The two SAS teams, Red Team and Blue Team, were ordered to begin their simultaneous assaults, under the codename Operation Nimrod, at 7.23 in the evening of May 5, the sixth day of the siege.  One group of four men from Red Team abseiled from the roof down the rear of the building, while another four-man team lowered a stun grenade through the skylight. The detonation of the stun grenade was supposed to coincide with the abseiling teams detonating explosives to gain entry to the building through the second-floor windows. However, during the descent, one of the abseilers became entangled in his rope.

 

The soldiers were unable to use explosives in case they injured their stranded comrade but managed to smash their way in using sledgehammers. After the first soldiers entered a fire started and travelled up the curtains and out of the second-floor window, severely burning the stranded soldier. A second wave of abseilers cut him free, and he fell to the balcony below before entering the embassy.

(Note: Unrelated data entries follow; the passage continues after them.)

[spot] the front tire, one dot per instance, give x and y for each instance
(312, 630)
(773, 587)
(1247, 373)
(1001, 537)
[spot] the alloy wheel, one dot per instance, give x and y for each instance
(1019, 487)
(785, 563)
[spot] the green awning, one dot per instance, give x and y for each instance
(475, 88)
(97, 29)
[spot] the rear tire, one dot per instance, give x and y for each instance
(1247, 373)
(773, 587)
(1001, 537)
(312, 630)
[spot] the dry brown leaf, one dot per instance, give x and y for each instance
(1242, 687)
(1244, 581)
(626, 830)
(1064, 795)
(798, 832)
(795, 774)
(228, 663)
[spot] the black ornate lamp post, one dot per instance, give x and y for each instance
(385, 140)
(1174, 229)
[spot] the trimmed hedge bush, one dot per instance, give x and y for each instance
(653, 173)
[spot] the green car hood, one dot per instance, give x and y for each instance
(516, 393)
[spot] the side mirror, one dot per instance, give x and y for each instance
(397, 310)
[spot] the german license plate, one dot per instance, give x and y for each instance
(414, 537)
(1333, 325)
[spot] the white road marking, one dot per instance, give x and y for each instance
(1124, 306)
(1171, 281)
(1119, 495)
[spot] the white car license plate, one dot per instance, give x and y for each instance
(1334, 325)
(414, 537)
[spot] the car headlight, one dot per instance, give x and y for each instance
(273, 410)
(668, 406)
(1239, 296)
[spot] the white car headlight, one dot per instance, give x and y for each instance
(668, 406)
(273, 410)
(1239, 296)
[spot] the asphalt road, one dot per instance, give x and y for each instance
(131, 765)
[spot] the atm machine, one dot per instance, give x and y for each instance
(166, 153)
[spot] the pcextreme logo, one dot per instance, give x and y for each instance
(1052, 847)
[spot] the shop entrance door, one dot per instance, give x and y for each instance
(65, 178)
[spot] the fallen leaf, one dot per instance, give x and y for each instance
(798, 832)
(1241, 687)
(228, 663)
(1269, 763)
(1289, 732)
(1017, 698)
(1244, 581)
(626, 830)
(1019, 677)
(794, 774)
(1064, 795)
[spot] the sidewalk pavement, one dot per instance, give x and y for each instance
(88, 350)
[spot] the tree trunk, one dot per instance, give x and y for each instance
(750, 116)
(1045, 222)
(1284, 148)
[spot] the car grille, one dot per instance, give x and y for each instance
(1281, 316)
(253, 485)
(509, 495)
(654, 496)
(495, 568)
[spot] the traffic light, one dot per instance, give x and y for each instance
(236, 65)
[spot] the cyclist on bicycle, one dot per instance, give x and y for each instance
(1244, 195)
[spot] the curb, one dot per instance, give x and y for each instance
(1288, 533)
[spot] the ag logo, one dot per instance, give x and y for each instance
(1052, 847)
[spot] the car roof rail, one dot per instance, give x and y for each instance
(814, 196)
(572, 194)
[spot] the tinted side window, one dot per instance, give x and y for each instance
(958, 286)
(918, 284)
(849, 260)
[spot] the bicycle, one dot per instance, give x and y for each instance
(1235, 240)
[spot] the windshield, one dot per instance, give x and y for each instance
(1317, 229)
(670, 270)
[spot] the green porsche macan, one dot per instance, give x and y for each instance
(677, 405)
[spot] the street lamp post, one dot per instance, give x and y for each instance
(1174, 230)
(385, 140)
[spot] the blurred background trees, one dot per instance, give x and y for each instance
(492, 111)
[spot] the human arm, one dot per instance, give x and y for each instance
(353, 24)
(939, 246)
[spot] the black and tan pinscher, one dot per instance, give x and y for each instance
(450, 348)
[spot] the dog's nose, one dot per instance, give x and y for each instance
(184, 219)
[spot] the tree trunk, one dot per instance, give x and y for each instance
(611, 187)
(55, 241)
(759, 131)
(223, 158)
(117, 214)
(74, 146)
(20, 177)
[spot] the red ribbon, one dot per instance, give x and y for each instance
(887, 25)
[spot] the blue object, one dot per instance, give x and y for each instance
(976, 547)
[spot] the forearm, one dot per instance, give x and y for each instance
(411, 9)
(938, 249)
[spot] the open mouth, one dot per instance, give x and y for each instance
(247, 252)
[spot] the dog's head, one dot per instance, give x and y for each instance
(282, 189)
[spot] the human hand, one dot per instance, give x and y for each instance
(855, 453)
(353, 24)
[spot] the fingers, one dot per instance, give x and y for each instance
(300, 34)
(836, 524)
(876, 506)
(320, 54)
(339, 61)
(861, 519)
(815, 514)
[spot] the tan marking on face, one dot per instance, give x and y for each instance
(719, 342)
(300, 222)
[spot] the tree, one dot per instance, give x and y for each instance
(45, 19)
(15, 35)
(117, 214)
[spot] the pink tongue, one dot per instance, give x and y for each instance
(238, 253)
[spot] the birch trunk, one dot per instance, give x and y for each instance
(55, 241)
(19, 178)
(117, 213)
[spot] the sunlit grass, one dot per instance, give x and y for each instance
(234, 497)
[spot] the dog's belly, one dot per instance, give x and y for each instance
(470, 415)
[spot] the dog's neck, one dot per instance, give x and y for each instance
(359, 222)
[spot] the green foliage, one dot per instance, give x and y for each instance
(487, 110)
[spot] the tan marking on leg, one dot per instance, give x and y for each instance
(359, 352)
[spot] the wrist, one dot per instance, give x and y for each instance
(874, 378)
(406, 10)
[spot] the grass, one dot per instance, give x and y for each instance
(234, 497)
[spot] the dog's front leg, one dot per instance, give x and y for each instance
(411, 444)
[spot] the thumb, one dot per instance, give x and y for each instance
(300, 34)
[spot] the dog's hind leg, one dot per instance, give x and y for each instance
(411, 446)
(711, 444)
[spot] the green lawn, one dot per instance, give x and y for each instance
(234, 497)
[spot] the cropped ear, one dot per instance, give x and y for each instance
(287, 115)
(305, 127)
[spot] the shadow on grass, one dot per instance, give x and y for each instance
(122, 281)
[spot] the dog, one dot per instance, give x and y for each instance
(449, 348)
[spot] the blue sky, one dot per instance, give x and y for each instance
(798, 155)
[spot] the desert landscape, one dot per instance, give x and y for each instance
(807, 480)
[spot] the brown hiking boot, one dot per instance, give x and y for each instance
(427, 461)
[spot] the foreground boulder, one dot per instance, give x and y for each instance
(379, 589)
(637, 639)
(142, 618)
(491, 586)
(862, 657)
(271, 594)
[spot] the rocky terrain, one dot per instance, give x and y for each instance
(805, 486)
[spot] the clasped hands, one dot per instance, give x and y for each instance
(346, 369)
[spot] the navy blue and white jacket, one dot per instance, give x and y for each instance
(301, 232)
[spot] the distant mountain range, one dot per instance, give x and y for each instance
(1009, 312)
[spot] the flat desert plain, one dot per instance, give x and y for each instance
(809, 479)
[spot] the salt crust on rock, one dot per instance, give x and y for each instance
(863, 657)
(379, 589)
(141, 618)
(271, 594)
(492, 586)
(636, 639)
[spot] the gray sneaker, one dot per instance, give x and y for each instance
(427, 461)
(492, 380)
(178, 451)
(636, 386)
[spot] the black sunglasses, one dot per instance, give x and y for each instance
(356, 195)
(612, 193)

Slightly behind Red Team, Blue Team detonated explosives on a first-floor window with much of the operation at the front of the embassy taking place in full view of the assembled journalists and TV crews.

 

Meanwhile, further teams entered the embassy through the back door and cleared the ground floor and cellar. During the raid, the gunmen holding the male hostages opened fire on their captives, killing one and wounding two others. The SAS began evacuating hostages, taking them down the stairs towards the back door of the embassy. Two of the terrorists were hiding amongst the hostages; one of them produced a hand grenade when he was identified. An SAS soldier, who was unable to shoot for concern of hitting a hostage or another soldier, pushed the grenade-wielding terrorist to the bottom of the stairs, where two other soldiers shot him dead.

 

The SAS had killed all but one of the gunmen and the last remaining was identified among the hostages and detained. Fowzi Nejad was eventually tried, convicted, and sentenced to life imprisonment, but was paroled in 2008. He was granted leave to remain in the UK and now lives under another identity in South London.

 

Job done, Derek Phillips loaded his thermal imaging camera onto his trailer and headed back to Malvern in the Land Rover. Although his part in this operation had been, like that of the SAS, covered in secrecy, 27 years later he hit the headlines and ended up at Buckingham Palace.

 

However this wasn’t reward for covert intelligence, but for a very public act of good neighbourliness. When Derek moved from North Malvern to live in Pound Bank Road, Barnards Green in the late 1970s he noticed the local pond, called Hastings Pool, was in a mess. So he set about cleaning it up. “I soon noticed how much rubbish was thrown in and around, so I began picking it up on a daily basis,” he said. In the ensuring years, he cleared up everything from sweet papers to vacuum cleaners and tumble dryers. In 2007 Derek and his wife Pamela were invited to a garden party at Buckingham Palace to meet Queen Elizabeth II. Plenty of cameras were clicking, but no thermal imaging ones this time.

 

Derek Phillips’ funeral was at Worcester Crematorium and he leaves daughter Sue.